Klintehamn
"Klintehamn doesn't pretend to be a destination. It is a beginning, and it is perfectly comfortable with that."
I arrived in Klintehamn on the afternoon bus from Visby and found a harbour town doing what harbour towns do: boats at the pier, nets drying on a wooden rail, a couple of men sitting outside a café with coffee and no apparent urgency about anything. The town is not small enough to be picturesque in the way of a village, nor large enough to feel genuinely active, and it occupies this middle ground with complete comfort. The harbour is the point. The reason I was here was visible from the pier: a dark line on the western horizon that was Stora Karlsö, the small island nature reserve that sits five kilometers offshore and houses one of the most spectacular seabird colonies in the Baltic.

The Stora Karlsö ferry runs in summer and takes about twenty minutes. The island is a nature reserve and there is accommodation for those who book months in advance, but most people go for the day. I went for the day. The island rises abruptly from the sea in limestone cliffs that house guillemots, razorbills, and black-backed gulls nesting in numbers that make the noise audible from the approaching ferry before you even dock. The smell arrives first — marine, sharp, not unpleasant exactly, but wholly present. I walked the cliff path in a state of mild astonishment at the sheer density of birds stacked on every ledge, wheeling above the cliff tops, making the kind of racket that cannot be called pleasant but is impossible not to find thrilling. One guillemot on a ledge three meters away regarded me with the flat attention of an animal that has never learned to be afraid of people and has not found this to be a problem.
Back in Klintehamn, the town keeps a small local museum at Klinteby Farm covering the cultural and agricultural history of the west coast area. I spent an hour there on a grey morning when the Stora Karlsö ferry was cancelled, looking at old photographs of fishing communities, farm equipment, and a set of painted wooden boxes that had belonged to a merchant family in the 1820s. The museum is the kind of place that would seem unremarkable elsewhere and is oddly essential here, in a town that exists at the junction of land and sea and does not try to be more than that.

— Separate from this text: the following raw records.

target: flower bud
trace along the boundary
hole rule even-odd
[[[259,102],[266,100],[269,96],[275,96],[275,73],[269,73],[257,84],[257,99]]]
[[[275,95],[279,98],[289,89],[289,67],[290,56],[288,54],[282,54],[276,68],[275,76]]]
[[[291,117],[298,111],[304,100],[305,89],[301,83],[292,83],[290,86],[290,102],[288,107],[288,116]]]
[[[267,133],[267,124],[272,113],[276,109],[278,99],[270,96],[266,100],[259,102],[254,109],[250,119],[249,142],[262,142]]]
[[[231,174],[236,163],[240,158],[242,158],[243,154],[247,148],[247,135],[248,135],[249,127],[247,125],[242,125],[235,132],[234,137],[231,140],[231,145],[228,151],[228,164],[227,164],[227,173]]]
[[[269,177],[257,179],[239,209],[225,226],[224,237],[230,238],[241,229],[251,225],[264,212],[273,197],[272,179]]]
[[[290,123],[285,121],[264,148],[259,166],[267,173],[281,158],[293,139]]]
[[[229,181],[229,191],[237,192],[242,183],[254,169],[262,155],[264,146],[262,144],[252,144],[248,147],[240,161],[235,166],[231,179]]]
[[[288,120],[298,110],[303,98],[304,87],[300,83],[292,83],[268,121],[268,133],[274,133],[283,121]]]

The town has one good restaurant, a supermarket, a hardware store, and a bakery that opens at seven. On the morning I caught the early Stora Karlsö boat I stopped at the bakery for coffee and a roll with cold butter and watched the baker write the day’s specials on a chalkboard with the concentration of someone composing a letter, not a menu. The boat was at eight. I made it with five minutes to spare and felt the crossing was already worth the effort before the island was even visible.
When to go: June through August, when the Stora Karlsö ferry runs regularly. Seabird nesting season peaks in June and July — guillemots and razorbills are at maximum numbers. Book overnight accommodation on Stora Karlsö months ahead if you want to stay; day trips need no advance booking beyond the ferry ticket. Klintehamn also serves as a useful starting point for the cycling route south toward Hoburgen.